Arthur C Clarke has left. Coincidentally, after making the 2001: A Space Odyssey reference in my last post, I flipped through some of my favourite Clarke stories, including "The Sentinel", which was the seed of the 2001 script. I haven't read any of his longer works but I'm a big fan of his short stories - when I first encountered them many years ago, they opened my eyes to the ways in which good science fiction can engage with our world more closely than laboured, fact-obsessed non-fiction (this sounds paradoxical, but anyone who's opened themselves to the genre will understand). Also, its incomparable ability to put our lives in perspective and to hold up a large cosmic mirror in which we can see the pettiness of some of the concepts we've created (patriotism, for instance). None of this means that Clarke is insensitive to the minutiae of human lives, or to our deepest feelings: his beautiful, sentimental "Dog Star", about an astronaut having to part with his beloved dog when he goes to live on a lunar observatory, is about the closest any short story has come to moistening my ever-dry eyes. (It's also one of a few examples in Clarke's work of a rational mind struggling with an experience that borders on the supernatural, and never coming completely to terms with the scientific explanation.)
Here are some of my other favourite Clarke stories, all of which are good starting points for a reader new to SF. Among the more serious ones: "The Wall of Darkness", "Out of the Sun", "The Forgotten Enemy", "The Star" (one of his most acclaimed pieces, with a genuinely frisson-creating twist), "The Shining Ones" (a nice riff on the "Squid" chapter in Moby Dick) and "Dial F for Frankenstein". Among the humorous stories, "History Lesson" (minor spoiler: you'll never look at Donald Duck the same way again), "A Slight Case of Sunstroke", "Let there be Light", and "Reunion". There are dozens of others - you'll find them all in this book.
interestin, shud make a pt. to chk these out...was always more an asimov fan....the only clarke book i read was 'rendezvous with rama'....liked that.....
ReplyDeleteThanks for the recommendations. Never been disappointed with them - Sangeetha
ReplyDelete"History Lesson" is amazing. Minor quibble, Mickey, not Donald.
ReplyDeleteAnon: you sure? From the descriptions provided (the violent temper, the protrusion from the mouth region), I thought it was Donald.
ReplyDeleteYes amazing is his oeuvre. Last of the Trinity of SF with Robert Heinlein and Isaac Asimov long gone. I am deep into SF thanks to Clarke's stories. Here is a link to his "History Lesson"
ReplyDeletehttp://web.math.hr/~veky/T/T1/historylesson.txt
SF is multifacted. You would have definitely read Ray Bradbury. For those who think SF is all high tech gizmo et al, they are yet to discover Bradbury.
Jab,
ReplyDeleteI am the anon in comment 3. Actually, no, I am not sure. When I read it, I had assumed it was mickey. From memory, it described violent chases punctuated by crashes. And to be honest, when you think of the symbol iconically attached to "A Walt Disney Production", you would think M rather than D. But this is a minor quibble really. For everyone else, if you haven;t read it, please do go and read it first. Even my non-SF fan wife loves it.

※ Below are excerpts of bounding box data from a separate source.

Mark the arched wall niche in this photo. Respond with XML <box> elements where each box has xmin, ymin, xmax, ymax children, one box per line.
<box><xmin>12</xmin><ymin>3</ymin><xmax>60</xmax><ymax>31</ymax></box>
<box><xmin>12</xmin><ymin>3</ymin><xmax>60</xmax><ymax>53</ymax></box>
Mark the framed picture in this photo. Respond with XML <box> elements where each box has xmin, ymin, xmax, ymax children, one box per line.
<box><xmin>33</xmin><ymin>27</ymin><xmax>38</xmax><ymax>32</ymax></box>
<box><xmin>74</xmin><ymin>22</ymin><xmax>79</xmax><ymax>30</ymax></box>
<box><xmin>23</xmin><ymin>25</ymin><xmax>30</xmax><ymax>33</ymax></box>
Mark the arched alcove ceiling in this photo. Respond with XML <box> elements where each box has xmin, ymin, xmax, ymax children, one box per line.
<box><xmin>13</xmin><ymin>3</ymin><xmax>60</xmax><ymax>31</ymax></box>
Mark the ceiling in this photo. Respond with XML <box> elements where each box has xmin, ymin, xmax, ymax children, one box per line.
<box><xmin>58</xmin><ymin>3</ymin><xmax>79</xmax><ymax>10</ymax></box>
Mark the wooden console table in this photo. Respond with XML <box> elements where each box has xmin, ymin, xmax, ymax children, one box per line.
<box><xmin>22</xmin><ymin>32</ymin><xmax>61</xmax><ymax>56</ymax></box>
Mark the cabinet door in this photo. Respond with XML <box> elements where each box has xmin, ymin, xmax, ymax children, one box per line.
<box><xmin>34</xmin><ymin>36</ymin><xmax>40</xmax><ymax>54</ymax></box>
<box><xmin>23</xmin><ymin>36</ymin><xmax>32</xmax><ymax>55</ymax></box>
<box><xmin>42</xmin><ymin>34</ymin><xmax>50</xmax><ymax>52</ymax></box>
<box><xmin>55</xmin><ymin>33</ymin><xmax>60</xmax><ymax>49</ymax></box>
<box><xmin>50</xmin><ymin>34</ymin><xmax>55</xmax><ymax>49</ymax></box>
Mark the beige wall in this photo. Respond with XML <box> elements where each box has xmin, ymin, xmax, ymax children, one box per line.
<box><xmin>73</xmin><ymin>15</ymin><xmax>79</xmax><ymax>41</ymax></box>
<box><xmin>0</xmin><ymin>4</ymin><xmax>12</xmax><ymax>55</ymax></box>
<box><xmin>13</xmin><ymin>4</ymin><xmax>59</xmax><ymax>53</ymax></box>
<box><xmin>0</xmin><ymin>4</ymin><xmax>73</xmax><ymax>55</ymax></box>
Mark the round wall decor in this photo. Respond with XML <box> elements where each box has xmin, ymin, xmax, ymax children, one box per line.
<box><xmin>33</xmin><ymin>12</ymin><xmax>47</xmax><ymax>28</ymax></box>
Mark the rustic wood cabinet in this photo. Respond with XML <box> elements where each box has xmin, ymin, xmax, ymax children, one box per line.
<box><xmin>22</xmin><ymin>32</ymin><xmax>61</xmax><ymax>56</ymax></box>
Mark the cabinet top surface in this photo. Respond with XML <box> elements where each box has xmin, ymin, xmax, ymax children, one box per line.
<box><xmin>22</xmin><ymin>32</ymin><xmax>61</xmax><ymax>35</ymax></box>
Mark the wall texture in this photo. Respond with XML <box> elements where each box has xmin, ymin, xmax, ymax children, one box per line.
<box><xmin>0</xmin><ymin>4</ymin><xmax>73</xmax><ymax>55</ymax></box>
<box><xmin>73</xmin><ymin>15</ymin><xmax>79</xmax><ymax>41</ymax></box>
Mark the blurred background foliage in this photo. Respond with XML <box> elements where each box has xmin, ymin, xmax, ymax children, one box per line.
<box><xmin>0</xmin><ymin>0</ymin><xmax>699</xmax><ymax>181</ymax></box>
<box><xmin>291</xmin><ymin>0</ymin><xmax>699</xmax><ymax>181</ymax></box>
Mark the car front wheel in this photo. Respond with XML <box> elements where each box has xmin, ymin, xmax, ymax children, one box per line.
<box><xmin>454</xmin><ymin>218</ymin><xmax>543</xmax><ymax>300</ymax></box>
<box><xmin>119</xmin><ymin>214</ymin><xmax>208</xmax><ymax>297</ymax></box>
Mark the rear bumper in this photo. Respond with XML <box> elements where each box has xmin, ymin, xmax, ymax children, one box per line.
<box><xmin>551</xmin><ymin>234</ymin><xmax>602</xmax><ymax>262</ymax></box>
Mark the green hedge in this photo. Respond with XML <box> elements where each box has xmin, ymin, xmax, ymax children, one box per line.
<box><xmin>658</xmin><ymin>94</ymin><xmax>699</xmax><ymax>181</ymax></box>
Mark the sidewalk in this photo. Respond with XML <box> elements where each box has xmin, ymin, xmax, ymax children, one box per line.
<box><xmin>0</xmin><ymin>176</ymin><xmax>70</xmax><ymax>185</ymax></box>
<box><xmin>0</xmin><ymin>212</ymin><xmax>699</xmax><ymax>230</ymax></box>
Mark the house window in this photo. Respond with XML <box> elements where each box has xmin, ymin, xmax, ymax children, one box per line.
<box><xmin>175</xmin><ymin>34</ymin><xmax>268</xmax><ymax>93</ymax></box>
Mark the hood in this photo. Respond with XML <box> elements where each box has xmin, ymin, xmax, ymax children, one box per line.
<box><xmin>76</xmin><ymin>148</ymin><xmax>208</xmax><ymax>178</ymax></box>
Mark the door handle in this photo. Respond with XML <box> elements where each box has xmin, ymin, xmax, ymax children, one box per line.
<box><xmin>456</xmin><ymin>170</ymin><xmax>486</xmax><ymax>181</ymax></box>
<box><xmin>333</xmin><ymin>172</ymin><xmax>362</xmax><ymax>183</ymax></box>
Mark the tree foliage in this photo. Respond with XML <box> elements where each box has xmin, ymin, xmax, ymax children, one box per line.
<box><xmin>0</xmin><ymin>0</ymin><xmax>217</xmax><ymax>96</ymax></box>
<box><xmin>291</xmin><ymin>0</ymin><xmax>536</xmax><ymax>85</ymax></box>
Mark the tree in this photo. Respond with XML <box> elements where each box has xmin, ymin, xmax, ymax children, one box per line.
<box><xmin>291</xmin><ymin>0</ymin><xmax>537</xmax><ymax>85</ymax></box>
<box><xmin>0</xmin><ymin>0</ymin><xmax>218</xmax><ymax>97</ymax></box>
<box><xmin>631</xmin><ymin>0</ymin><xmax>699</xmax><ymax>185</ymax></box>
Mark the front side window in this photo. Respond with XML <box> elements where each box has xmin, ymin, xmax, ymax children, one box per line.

BTW, another, not short story in that collection is "Lions of Comarre" (sp?) which I also rather liked. Plus there is another story, also set in a "History Lesson" type of situation, but with a rather different ending. I will have to thumb thru the tome to see if I can find the name, though. My story name memory, what little I had of it, is completely gone.
"they opened my eyes to the ways in which good science fiction can engage with our world more closely than laboured, fact-obsessed non-fiction"
ReplyDeleteWell said, Jabberwock, well said!